Timescale: I would expect if there are any changes they are likely to happen by mid next year (GPDR introduction) .

Not saying that there will be drastic change, just that there has been a wide range of proposals from completely stripping all information that allows association with specific individuals from the data we provide publicly (changesets, uid, display_names, timestamps and so on), to doing nothing at all.

The LWG has funds allocated for investigating the legal obligations side of things, which is a bit independent of what @woodpeck has been doing (which goes back iirc to a BoF at this years FOSSGIS conference). I've asked him to comment directly.

In the end however my point was just that it is simply far easier to control information we supply via an API, than data that we provide as dumps. The OSMF is definitely not obliged to do that (provide dumps) with user meta data and if it would be done, we would need to agree on what terms that would happen.

woodpeck commented 7 years ago

I'm not sure this needs to have any bearing on what we are discussing here. The gist of what @simonpoole refers to as "woodpeck discussions" is, in one sentence: We might at some point in time want, or even have to, restrict the display and distribution of contributor user names to people who have "signed" that they will only use this data for OSM-related purposes. This would, for example, mean that the OSM API would only return data with user names to logged-in users (who, as a condition of signup, have agreed that they will only use them for OSM purposes), and it would mean that the normal, unrestricted, public planet file would not contain user names (while a second one that you could download after logging in or clicking some "I agree" button or so would).

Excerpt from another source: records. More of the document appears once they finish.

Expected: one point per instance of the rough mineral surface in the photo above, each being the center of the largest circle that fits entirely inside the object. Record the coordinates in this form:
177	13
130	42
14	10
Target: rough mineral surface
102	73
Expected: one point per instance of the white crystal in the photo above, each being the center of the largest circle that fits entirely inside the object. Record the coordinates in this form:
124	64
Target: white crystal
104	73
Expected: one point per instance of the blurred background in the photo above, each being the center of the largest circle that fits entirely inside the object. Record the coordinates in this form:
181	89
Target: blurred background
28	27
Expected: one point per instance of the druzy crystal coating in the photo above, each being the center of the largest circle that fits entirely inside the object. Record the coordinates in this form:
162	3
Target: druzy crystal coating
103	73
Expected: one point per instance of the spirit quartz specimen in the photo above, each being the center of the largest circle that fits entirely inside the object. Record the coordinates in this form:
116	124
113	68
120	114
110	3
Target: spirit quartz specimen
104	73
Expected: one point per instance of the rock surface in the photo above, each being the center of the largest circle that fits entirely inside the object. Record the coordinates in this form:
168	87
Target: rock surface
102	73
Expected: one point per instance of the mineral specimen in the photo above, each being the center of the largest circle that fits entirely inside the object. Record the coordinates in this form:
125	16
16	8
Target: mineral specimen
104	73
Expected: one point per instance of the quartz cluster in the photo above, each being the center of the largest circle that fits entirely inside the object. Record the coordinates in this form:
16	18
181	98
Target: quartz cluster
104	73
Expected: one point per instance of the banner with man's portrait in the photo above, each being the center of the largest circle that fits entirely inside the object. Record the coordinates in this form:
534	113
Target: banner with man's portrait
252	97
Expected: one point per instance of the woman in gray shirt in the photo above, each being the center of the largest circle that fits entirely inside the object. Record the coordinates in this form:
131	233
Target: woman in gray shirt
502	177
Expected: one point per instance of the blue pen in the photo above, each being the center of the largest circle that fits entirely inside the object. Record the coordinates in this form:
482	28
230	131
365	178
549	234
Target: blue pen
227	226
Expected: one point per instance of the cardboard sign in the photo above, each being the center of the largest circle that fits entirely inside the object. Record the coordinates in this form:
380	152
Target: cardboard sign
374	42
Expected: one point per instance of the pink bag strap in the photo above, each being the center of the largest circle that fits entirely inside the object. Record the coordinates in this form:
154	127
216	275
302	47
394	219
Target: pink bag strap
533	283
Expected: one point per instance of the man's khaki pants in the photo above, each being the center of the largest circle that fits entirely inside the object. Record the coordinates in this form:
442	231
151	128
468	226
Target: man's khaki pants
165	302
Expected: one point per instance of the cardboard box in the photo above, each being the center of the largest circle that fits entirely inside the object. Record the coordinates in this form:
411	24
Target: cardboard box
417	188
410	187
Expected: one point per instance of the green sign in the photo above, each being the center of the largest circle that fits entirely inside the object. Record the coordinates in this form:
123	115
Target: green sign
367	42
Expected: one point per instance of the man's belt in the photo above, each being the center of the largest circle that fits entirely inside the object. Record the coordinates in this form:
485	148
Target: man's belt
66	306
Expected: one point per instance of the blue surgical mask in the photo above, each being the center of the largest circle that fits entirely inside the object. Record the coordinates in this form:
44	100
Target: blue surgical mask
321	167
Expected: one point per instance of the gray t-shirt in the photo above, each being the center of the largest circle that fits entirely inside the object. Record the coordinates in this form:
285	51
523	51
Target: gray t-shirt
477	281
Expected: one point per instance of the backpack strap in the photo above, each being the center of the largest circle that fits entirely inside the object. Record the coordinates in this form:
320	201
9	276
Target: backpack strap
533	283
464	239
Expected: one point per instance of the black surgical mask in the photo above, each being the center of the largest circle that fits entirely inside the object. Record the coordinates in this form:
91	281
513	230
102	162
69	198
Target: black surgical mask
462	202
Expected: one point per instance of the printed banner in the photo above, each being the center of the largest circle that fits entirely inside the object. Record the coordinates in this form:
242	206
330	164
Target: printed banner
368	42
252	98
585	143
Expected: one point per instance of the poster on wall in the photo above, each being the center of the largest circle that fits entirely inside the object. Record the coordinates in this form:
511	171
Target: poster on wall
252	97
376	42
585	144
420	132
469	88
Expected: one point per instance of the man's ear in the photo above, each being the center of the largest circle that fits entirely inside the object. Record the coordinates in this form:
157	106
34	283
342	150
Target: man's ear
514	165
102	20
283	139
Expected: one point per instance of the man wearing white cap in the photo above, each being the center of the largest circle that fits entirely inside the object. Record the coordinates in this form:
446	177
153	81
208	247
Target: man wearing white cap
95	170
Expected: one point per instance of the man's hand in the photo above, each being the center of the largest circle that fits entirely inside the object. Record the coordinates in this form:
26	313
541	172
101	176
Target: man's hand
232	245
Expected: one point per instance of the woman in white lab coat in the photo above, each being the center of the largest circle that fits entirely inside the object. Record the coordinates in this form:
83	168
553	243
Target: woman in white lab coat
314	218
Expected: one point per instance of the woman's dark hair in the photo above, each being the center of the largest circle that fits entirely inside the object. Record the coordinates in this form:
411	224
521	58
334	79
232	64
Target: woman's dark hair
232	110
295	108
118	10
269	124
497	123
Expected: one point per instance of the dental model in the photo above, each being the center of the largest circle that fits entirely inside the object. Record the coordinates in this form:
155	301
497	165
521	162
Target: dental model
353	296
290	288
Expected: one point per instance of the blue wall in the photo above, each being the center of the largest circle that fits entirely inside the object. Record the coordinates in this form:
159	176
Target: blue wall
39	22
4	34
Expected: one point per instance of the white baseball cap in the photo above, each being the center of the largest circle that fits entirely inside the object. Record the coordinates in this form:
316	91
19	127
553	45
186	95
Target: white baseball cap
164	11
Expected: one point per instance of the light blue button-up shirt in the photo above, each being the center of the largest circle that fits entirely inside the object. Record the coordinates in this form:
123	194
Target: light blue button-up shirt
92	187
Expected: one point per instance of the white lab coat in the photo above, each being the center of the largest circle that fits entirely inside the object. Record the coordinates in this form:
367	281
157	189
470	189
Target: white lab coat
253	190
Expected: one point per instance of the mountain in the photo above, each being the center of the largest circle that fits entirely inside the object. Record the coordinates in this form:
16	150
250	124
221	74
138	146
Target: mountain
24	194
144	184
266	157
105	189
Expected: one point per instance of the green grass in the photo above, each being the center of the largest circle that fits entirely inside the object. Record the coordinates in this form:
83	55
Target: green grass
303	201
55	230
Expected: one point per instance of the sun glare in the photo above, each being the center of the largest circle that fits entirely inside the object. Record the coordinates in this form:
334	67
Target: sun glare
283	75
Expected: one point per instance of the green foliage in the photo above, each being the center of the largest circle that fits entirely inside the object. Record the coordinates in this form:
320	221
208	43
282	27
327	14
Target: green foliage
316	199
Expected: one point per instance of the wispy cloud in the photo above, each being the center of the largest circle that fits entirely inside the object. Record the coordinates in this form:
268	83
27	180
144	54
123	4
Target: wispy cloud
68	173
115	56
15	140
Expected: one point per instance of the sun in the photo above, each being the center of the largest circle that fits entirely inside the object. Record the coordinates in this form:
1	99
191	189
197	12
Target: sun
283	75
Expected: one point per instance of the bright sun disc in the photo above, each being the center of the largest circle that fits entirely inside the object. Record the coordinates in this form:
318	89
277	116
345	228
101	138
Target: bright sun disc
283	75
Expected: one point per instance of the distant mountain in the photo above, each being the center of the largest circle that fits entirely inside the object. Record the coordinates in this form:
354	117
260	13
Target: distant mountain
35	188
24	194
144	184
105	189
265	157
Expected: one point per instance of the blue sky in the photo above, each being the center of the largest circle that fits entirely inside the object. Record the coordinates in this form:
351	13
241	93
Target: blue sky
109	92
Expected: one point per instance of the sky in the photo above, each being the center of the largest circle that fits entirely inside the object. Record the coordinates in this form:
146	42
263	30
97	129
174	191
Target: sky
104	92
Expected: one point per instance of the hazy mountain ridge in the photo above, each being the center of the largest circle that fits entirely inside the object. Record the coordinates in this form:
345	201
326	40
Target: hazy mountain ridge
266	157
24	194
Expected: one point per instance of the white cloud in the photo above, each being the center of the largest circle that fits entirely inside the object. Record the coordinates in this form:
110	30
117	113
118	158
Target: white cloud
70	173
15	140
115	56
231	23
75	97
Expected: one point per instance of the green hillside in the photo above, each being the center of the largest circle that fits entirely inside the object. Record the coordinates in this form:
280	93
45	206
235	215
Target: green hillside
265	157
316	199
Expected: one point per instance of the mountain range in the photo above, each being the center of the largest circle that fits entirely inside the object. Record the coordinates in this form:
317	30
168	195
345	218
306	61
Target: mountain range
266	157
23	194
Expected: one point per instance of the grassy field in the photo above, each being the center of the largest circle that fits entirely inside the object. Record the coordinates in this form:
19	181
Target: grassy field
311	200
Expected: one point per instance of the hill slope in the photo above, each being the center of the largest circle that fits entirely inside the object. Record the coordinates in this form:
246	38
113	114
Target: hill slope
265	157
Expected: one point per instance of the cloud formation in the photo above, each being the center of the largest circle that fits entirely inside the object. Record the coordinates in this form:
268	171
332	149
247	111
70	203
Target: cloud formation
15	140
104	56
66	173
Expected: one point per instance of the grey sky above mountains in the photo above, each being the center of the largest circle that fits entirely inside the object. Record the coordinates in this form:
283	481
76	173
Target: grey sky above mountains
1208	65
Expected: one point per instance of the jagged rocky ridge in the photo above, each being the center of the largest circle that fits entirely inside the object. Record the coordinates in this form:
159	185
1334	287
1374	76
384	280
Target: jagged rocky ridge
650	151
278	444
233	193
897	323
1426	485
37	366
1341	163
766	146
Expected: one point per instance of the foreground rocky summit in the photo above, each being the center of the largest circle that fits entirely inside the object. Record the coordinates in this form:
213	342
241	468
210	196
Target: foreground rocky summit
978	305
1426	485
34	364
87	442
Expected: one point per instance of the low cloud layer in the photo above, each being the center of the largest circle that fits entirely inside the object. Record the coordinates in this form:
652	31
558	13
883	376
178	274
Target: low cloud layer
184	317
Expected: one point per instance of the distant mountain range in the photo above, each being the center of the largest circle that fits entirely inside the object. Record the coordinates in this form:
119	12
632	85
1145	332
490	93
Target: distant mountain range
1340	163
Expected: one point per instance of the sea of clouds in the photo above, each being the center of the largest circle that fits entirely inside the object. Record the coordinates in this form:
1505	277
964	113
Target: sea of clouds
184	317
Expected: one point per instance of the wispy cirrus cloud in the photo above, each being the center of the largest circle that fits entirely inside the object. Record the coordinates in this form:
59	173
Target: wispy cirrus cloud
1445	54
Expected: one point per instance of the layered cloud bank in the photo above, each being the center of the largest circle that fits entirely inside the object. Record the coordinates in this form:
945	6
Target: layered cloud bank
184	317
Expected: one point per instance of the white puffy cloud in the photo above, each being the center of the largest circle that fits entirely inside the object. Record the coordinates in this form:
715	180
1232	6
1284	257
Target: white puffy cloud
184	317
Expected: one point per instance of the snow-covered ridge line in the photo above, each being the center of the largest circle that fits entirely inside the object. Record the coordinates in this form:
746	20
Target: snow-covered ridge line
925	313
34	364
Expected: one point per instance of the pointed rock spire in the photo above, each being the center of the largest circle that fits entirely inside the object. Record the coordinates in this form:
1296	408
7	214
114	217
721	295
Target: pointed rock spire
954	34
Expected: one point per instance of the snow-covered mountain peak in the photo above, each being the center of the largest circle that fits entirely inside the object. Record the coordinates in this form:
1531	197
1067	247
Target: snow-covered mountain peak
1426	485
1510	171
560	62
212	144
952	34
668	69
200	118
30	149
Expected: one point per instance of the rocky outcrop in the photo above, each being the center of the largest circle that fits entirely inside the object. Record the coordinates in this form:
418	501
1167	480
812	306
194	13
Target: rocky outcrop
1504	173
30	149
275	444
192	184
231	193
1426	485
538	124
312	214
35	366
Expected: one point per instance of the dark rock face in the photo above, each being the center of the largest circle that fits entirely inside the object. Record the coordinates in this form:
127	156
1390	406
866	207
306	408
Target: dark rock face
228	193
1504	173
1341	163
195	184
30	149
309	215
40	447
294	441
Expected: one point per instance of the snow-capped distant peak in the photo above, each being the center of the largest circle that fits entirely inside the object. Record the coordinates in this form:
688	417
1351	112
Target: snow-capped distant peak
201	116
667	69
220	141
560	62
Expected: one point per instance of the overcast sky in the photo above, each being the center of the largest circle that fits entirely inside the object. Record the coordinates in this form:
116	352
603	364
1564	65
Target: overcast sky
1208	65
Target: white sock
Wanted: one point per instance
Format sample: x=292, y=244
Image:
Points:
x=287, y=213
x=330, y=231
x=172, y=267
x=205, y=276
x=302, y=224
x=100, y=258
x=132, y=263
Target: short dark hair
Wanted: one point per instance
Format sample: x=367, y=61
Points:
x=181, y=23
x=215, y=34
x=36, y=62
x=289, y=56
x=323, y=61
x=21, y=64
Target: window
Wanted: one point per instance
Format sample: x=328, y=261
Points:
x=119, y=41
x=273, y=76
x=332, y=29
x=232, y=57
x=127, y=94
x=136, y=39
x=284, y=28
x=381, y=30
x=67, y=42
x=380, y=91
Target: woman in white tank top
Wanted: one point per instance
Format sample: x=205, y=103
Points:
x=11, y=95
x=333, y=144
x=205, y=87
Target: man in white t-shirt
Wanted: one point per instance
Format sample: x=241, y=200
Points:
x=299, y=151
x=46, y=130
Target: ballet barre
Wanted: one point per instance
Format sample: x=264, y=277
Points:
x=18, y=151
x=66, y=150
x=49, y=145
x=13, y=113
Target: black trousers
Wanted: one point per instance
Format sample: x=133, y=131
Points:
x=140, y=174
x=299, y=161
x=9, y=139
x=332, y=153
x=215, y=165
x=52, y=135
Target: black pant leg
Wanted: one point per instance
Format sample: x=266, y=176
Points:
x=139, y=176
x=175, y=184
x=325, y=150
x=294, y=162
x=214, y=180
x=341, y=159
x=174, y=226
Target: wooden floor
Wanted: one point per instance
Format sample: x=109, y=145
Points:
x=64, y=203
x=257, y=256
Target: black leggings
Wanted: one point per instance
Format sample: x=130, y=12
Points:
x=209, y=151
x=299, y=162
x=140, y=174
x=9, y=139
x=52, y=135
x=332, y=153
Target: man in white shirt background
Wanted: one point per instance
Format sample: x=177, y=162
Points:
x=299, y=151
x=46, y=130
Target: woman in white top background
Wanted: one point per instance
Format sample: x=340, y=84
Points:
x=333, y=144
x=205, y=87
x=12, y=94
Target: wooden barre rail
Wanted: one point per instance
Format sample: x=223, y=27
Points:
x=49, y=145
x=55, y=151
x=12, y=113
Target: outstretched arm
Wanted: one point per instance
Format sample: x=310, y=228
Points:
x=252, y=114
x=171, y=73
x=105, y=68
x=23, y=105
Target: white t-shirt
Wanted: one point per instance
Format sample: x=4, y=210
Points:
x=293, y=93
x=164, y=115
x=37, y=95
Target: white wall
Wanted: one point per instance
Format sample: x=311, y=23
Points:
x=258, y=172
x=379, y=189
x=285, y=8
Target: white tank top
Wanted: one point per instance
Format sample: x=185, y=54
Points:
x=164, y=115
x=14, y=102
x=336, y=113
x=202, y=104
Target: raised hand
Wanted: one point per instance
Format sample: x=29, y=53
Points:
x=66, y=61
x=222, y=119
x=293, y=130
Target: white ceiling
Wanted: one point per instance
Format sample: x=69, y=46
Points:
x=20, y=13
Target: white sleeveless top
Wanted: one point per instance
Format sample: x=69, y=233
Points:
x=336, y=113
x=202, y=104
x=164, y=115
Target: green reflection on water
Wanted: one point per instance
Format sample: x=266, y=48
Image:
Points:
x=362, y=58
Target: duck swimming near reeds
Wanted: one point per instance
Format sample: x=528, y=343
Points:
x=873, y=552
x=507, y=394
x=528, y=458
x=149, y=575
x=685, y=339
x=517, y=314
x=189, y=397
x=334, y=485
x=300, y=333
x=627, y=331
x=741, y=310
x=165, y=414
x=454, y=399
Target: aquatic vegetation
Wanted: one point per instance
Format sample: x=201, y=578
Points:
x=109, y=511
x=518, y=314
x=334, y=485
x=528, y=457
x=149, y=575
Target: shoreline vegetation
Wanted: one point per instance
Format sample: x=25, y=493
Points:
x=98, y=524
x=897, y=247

This would not protect our contributors from being stalked through OSM data (after all, you can see from our data who was awake and at the computer at what time, sometimes even who was in a particular area at a particular time), but it would at least make such stalking violate our rules (while currently it totally fine with us to milk the planet file for all it's got about a particular individual and put that on a web site, duly ODbL'd). It would set a clear sign from the project that this data is only meant (and necessary, think QA) for OSM project purposes, and make us less vulnerable to data protection complaints.

(Unlike with the geodata itself, we never promised anyone that we would distribute the metadata under ODbL so license-wise this could be done.)

This discussion originated in a data protection BoF at FOSSGIS in Passau, and has motivated Pascal Neis to make his HDYC tool "login only" (after he had also received, unrelated, legal threats from mappers who were surprised to see what they considered personal data published openly). The matter was discussed in English on the talk list here: https://lists.openstreetmap.org/pipermail/talk/2017-May/077940.html

I think it is an interesting and important topic, but IMHO it doesn't belong here; if we should ever decide to limit username information to logged-in users, we'll simply have to revisit all API calls and modify them accordingly, and it won't make a difference if there's one more or less.